Server Specifications:
- PostgreSQL version: 15.6
- RAM: 32 GB
- Cores: 16
- Disk Space: SSD 250 GB (50% free)
- OS: Linux Ubuntu 22.04
PostgreSQL Configuration:
max_connections = 200
shared_buffers = 8GB
effective_cache_size = 24GB
maintenance_work_mem = 2GB
checkpoint_completion_target = 0.9
wal_buffers = 16MB
default_statistics_target = 100
random_page_cost = 1.1
effective_io_concurrency = 200
work_mem = 5242kB
huge_pages = try
min_wal_size = 1GB
max_wal_size = 4GB
max_worker_processes = 16
max_parallel_workers_per_gather = 4
max_parallel_workers = 16
max_parallel_maintenance_workers = 4
Table Details:
| Table Name | Row Count | Size |
|---|---|---|
| source_switchdata_tmp_details | 60 Million | 30 GB |
| source_npcidata_tmp_details | 60 Million | 30 GB |
| source_aepscbsdata_tmp_details | 60 Million | 30 GB |
Query:
BEGIN;
ALTER TABLE source_switchdata_tmp_details RENAME TO source_switchdata_tmp_details_og;
CREATE TABLE source_switchdata_tmp_details AS
SELECT DISTINCT ON (A.uniqueid) A.transactiondate,
A.cycles,
A.transactionamount,
A.bcid,
A.bcname,
A.username,
A.terminalid,
A.uidauthcode,
A.itc,
A.transactiondetails,
A.deststan,
A.sourcestan,
A.hostresponsecode,
A.institutionid,
A.acquirer,
A.bcrefid,
A.cardno,
A.rrn,
A.transactiontype,
A.filename,
A.cardnotrim,
A.uniqueid,
A.transactiondatetime,
A.transactionstatus,
A.overall_probable_status,
A.recon_created_date,
A.priority_no,
A.recon_key_priority_1_1_to_2,
A.recon_key_priority_1_1_to_3,
A.recon_key_priority_2_1_to_2,
A.recon_key_priority_2_1_to_3,
A.process_status,
A.reconciliation_date_time,
CURRENT_TIMESTAMP AS recon_updated_date,
CASE
WHEN C.recon_key_priority_1_2_to_1 IS NOT NULL THEN 'Reconciled'
ELSE 'Not Reconciled'
END AS recon_status_1_to_2,
CASE
WHEN D.recon_key_priority_1_3_to_1 IS NOT NULL THEN 'Reconciled'
WHEN D.recon_key_priority_2_3_to_1 IS NOT NULL THEN 'Reconciled'
ELSE 'Not Reconciled'
END AS recon_status_1_to_3,
CASE
WHEN (C.recon_key_priority_1_2_to_1 IS NOT NULL AND D.recon_key_priority_1_3_to_1 IS NOT NULL) THEN 'Reconciled'
WHEN (D.recon_key_priority_2_3_to_1 IS NOT NULL) THEN 'Reconciled'
ELSE 'Not Reconciled'
END AS overall_recon_status
FROM source_switchdata_tmp_details_og A
LEFT JOIN source_aepscbsdata_tmp_details C ON (A.recon_key_priority_1_1_to_2 = C.recon_key_priority_1_2_to_1)
LEFT JOIN source_npcidata_tmp_details D
ON (A.recon_key_priority_1_1_to_3 = D.recon_key_priority_1_3_to_1)
OR (A.recon_key_priority_2_1_to_3 = D.recon_key_priority_2_3_to_1);
DROP TABLE source_switchdata_tmp_details_og;
COMMIT;
Unique Constraints and Indexes:
A.uniqueid = Primary key and Index
A.recon_key_priority_1_1_to_3 = Index
A.recon_key_priority_1_1_to_2 = Index
D.recon_key_priority_1_3_to_1 = Index
A.recon_key_priority_2_1_to_3 = Index
D.recon_key_priority_2_3_to_1 = Index
Questions:
- Currently, I am running the above query for 180 million rows (60M + 60M + 60M).
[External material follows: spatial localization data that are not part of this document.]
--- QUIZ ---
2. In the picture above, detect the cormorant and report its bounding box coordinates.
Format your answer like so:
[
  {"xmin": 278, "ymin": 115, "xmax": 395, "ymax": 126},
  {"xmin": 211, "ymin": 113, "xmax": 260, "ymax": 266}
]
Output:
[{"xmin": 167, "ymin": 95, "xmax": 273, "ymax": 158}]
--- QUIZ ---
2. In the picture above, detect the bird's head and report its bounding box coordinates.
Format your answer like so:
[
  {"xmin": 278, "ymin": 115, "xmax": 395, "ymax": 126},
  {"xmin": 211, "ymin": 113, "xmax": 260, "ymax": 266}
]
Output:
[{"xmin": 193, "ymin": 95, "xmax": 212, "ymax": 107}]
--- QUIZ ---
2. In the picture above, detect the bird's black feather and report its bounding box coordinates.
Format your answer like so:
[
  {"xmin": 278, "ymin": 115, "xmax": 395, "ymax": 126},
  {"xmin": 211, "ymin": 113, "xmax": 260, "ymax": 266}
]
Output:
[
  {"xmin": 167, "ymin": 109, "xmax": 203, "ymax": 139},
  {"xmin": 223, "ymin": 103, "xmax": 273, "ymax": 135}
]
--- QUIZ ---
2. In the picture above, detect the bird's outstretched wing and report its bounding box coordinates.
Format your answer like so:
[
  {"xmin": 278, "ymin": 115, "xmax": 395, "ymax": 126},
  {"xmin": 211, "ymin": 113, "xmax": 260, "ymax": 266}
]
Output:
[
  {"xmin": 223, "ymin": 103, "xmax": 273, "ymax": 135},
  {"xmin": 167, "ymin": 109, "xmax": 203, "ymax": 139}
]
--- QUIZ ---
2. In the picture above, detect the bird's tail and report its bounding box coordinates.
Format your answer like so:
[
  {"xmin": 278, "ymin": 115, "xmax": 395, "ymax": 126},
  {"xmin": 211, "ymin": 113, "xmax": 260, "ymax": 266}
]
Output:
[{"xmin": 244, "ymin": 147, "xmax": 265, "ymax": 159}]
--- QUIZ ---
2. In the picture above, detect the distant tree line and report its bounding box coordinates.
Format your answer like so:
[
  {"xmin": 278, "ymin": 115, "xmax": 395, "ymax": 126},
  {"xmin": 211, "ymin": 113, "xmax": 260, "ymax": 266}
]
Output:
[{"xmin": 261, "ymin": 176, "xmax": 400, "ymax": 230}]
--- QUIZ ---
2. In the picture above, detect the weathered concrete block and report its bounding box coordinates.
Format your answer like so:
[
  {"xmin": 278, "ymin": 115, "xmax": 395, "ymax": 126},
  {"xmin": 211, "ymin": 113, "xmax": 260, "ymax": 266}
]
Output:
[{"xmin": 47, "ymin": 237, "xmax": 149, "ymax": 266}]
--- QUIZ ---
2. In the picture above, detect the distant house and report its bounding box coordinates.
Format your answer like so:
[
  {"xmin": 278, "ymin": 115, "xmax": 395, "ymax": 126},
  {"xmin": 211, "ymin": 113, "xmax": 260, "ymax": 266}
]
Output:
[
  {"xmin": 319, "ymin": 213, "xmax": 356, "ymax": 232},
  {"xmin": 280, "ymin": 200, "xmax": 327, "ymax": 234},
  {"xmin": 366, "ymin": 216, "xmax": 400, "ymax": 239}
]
In the future, I may need to run this query for 1 billion rows. Will this approach be scalable for 1 billion rows? We can increase the server specifications if needed, but will this approach be feasible? Essentially, if I were to recreate the table for 300 million rows or even 1 billion rows, will it be practical?
- My team suggests updating the data in chunks of 1 million rows. Is this approach better than the current one?
- The query currently takes around 20 minutes, which is acceptable. If the data size increases, what bottlenecks, such as I/O bottlenecks, should I be aware of to ensure the query time scales proportionally without getting stuck?
- What are the limitations of the current approach? And what can I do to avoid such limitations?
Any insights or optimizations would be greatly appreciated. Thank you!